14.   Miscellaneous.

      a.    AWARD AGREEMENT. Upon executing an Award Agreement, an Employee or
Director shall be bound by such Agreement and by the applicable provisions of
the Plan.

      b.    EMPLOYMENT. The granting of an Award to an Employee shall not give
the Employee any right to be retained in the employ of the Company or any
Parent or Subsidiary.

      c.    TAX WITHHOLDING. The Company shall be authorized to withhold from
any Award granted, or payment due, under the Plan the amount of any taxes
required by law to be withheld because of such Award or payment, and to take
such other action as may be necessary in the opinion of the Company to satisfy
all obligations for the payment of such taxes.

      d.    HEADINGS. Paragraph headings are included solely for convenience
and shall in no event affect, or be used in connection with, the interpretation
of the Plan.

      e.    CONSTRUCTION. The validity, construction and effect of the Plan and
regulations relating to the Plan shall be determined in accordance with the
laws of the State of Maine and applicable Federal law.



                          NORTH EAST INSURANCE COMPANY
                                     PROXY
                     (Solicited by the Board of Directors)

The undersigned appoints Robert G. Schatz and Samuel M. Koren, or either of
them, proxies with full power of substitution, to represent and vote all shares
of Common Stock of North East Insurance Company held by the undersigned, at the
Annual Meeting of Shareholders to be held June 18, 1996 or any adjournment
thereof.

1.    TO FIX THE NUMBER OF DIRECTORS AT TEN AND TO ELECT THE FOLLOWING NOMINEES
      TO THE BOARD OF DIRECTORS:

        Robert G. Schatz, Joseph M. Hochadel, Edward L. Dilworth, Jr.,
      Andrew Greenbaum, Bruce H. Suter, Edward B. Batal, David D. Chase,
           Terence P. Cummings, Robert A. Hancock, and Wilson G. Hess

(To withhold authority for one or more nominees, cross out his name or their
names)

2.    TO RATIFY THE APPOINTMENT OF COOPERS & LYBRAND AS INDEPENDENT ACCOUNTANTS
      TO THE COMPANY FOR THE YEAR ENDING DECEMBER 31, 1996

                    [ ] FOR      [ ] AGAINST      [ ] ABSTAIN

3.    TO APPROVE THE NEIC STOCK OPTION PLAN

                    [ ] FOR      [ ] AGAINST      [ ] ABSTAIN

4.    In their discretion, upon such other matters as may properly come before
      the Meeting.

This proxy, when properly executed, will be voted in the manner directed hereby
by the undersigned shareholder.

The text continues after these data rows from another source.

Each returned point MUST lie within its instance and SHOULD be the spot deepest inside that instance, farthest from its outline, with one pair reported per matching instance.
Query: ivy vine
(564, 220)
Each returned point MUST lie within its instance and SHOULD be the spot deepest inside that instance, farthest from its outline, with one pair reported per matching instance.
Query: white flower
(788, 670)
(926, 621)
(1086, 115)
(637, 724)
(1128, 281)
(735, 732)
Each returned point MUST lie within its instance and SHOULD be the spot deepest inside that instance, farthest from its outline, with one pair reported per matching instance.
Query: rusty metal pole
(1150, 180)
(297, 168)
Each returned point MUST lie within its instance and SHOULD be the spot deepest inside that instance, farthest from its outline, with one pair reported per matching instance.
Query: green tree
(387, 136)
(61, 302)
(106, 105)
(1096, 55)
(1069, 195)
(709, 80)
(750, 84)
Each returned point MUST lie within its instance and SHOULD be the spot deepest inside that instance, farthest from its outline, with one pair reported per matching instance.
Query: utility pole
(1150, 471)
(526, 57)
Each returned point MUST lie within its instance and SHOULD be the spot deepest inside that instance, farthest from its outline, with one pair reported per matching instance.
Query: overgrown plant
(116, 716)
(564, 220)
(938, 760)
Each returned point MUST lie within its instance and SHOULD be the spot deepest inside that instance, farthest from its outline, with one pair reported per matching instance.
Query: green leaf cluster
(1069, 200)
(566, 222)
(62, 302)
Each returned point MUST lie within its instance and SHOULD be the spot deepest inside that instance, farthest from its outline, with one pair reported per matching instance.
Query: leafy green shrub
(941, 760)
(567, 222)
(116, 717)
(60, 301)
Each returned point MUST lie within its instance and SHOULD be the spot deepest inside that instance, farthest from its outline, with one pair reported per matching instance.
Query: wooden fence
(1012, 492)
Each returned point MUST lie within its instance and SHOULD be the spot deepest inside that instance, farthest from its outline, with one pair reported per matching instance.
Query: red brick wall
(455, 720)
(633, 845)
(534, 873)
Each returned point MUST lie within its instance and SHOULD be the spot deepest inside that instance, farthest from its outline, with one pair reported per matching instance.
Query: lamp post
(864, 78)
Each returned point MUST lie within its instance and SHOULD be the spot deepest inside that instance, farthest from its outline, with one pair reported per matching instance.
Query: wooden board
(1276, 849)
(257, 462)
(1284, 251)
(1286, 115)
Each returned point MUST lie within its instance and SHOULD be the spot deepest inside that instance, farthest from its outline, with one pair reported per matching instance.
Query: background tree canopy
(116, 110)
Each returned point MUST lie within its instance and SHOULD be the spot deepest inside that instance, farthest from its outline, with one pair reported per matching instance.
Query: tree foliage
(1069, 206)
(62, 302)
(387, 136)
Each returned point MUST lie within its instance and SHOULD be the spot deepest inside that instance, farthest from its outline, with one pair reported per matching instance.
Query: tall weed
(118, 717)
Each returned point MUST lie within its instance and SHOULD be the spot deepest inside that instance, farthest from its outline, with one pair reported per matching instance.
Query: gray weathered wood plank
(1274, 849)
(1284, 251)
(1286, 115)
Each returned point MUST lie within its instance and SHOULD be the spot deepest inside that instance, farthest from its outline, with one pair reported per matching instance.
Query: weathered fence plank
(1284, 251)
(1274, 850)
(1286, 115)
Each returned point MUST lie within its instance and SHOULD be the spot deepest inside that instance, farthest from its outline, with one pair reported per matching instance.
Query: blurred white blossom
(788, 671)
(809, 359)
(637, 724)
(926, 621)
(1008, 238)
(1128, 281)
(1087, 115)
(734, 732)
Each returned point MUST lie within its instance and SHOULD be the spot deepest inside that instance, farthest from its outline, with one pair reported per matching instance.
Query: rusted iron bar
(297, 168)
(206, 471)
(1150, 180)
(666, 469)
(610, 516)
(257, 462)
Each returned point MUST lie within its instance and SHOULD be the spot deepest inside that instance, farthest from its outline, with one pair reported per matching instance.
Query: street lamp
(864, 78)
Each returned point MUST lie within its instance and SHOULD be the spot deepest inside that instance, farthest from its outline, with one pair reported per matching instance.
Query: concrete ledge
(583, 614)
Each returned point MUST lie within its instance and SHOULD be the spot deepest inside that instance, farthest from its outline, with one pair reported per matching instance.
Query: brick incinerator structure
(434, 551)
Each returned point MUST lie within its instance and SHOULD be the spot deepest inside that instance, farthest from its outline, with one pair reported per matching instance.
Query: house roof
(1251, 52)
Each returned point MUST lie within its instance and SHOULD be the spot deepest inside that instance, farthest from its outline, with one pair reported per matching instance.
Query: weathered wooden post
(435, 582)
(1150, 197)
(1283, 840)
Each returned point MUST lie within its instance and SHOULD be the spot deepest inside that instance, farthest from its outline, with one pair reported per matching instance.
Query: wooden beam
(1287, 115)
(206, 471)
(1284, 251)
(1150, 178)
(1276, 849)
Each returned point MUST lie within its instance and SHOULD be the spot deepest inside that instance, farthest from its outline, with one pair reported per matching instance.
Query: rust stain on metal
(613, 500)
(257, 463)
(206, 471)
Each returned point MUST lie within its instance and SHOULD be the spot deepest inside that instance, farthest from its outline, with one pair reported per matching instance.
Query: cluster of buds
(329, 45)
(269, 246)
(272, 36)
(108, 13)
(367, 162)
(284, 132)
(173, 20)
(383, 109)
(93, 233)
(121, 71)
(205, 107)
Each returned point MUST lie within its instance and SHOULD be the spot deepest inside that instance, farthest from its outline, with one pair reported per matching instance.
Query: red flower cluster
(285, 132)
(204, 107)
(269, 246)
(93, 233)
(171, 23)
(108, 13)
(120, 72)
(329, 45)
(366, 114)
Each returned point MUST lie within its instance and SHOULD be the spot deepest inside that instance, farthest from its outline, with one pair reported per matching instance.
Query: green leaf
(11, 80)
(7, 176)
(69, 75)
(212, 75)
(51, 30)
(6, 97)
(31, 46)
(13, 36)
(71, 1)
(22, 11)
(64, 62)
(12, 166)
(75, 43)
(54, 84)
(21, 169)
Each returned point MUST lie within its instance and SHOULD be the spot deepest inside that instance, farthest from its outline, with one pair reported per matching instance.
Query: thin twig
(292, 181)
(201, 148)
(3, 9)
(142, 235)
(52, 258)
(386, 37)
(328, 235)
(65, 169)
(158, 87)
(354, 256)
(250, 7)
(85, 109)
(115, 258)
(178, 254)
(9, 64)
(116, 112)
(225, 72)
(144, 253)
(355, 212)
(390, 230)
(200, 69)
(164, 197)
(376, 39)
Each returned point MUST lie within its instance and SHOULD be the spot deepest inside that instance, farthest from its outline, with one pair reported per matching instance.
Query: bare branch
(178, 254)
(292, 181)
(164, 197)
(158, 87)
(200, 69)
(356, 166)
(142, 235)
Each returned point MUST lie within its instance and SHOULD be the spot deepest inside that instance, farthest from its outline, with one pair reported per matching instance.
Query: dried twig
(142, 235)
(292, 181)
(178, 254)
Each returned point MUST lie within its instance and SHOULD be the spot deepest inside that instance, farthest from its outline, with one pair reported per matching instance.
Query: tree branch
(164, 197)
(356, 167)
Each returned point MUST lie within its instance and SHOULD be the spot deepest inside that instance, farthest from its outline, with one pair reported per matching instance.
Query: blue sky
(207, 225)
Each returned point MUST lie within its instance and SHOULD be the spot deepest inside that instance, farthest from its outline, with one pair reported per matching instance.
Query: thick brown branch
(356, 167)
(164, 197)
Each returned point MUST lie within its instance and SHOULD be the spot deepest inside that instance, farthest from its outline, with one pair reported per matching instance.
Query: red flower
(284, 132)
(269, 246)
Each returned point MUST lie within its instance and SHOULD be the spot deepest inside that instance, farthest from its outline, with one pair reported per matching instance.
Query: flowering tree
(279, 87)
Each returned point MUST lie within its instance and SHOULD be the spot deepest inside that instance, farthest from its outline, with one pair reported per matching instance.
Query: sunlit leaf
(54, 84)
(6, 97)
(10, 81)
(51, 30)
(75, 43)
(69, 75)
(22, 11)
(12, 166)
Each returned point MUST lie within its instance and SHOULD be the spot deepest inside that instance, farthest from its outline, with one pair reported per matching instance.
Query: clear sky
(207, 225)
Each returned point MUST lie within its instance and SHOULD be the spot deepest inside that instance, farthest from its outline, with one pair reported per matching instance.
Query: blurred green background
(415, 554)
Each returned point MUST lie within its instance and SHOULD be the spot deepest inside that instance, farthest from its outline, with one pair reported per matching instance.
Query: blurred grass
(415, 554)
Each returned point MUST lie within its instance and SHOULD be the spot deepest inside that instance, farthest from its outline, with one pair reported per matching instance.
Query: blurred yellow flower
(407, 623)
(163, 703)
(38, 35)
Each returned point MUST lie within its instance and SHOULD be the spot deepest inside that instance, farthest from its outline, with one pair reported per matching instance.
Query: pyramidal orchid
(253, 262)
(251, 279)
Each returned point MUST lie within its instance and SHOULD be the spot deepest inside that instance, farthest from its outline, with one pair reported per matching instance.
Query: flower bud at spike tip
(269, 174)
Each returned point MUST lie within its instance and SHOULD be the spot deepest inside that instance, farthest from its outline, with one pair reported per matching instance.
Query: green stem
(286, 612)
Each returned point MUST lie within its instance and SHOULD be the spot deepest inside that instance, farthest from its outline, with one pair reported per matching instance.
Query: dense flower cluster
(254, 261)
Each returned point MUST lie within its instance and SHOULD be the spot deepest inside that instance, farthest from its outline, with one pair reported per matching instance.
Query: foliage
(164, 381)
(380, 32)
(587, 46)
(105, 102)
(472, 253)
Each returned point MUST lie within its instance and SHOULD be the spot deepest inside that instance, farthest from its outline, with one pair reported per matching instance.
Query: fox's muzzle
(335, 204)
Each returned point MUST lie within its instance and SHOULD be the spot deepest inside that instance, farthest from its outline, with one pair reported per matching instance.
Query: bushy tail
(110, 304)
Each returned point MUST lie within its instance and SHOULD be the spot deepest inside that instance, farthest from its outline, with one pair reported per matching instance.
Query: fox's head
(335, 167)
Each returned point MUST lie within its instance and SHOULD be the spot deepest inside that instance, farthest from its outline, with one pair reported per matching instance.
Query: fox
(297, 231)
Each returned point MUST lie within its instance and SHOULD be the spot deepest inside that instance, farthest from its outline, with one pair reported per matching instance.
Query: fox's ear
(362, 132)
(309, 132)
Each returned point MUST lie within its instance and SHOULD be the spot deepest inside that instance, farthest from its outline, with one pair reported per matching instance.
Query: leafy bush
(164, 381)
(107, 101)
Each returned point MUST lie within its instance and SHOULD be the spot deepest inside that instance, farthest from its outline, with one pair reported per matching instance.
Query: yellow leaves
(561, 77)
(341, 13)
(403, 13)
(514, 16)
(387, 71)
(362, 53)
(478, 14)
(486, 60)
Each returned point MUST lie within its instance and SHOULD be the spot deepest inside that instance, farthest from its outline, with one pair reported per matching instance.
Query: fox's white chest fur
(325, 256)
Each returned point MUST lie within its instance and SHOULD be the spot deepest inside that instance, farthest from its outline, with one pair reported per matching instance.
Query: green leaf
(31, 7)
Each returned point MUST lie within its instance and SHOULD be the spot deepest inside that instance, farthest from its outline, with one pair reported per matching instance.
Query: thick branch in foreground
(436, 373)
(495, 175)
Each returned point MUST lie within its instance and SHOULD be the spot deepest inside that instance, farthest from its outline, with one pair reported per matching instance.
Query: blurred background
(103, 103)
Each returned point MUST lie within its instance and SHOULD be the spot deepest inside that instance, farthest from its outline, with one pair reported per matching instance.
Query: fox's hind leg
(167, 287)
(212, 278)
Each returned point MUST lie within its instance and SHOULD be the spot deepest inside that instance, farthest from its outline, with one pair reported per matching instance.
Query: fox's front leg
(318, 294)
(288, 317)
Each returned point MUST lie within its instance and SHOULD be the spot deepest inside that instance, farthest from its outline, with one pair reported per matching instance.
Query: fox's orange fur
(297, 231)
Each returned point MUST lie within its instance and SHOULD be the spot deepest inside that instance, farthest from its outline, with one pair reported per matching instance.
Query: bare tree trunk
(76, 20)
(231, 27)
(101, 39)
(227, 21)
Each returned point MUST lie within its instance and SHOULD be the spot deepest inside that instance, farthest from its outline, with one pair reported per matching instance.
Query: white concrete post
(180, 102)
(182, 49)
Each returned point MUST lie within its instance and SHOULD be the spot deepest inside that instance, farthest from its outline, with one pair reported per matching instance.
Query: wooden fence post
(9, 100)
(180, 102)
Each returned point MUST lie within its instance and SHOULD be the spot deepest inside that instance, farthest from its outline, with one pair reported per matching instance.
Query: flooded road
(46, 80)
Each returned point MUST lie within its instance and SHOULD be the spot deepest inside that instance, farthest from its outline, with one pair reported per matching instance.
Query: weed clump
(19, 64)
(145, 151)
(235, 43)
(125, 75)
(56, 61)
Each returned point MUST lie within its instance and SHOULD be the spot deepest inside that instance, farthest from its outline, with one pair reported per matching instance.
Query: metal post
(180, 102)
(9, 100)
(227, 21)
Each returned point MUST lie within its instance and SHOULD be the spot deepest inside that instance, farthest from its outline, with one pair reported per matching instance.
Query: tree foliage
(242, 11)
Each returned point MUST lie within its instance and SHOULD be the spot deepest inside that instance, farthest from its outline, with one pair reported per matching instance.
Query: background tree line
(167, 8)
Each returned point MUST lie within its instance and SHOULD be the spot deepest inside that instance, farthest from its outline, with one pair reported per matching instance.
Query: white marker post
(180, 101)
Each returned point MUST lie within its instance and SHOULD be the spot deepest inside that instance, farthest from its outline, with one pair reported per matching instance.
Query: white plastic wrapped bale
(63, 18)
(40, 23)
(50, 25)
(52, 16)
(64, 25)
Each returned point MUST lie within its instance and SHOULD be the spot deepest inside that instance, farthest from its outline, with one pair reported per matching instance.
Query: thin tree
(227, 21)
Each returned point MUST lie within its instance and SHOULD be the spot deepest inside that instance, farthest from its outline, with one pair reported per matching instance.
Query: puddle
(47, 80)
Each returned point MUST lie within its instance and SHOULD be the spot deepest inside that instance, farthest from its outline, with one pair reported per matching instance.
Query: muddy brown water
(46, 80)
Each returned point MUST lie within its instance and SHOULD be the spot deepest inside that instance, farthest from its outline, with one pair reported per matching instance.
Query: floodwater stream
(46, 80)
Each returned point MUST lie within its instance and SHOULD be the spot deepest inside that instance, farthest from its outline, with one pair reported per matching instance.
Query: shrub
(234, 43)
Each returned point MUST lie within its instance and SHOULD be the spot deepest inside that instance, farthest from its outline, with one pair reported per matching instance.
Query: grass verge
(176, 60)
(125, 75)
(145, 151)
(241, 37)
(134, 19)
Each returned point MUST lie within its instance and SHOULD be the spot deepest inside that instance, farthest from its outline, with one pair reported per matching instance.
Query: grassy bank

Where no direction is made, this proxy will be
voted "FOR" the nominated directors and "FOR" proposals 2 and 3. The
undersigned hereby revokes any proxy previously given and acknowledges receipt
of the Notice of, and Proxy Statement for, the aforesaid Meeting.


                                       Dated: ________________________, 1996


                                       _____________________________________
                                       Signature


                                       _____________________________________
                                       Signature


Personal representatives, custodians, trustees, partners, corporate officers,
and attorneys-in-fact should add their titles as such.

PLEASE VOTE AND DATE THIS PROXY, SIGNING IT AS YOUR NAME APPEARS ON YOUR STOCK
CERTIFICATES AND RETURN THE PROXY IN THE ENVELOPE PROVIDED.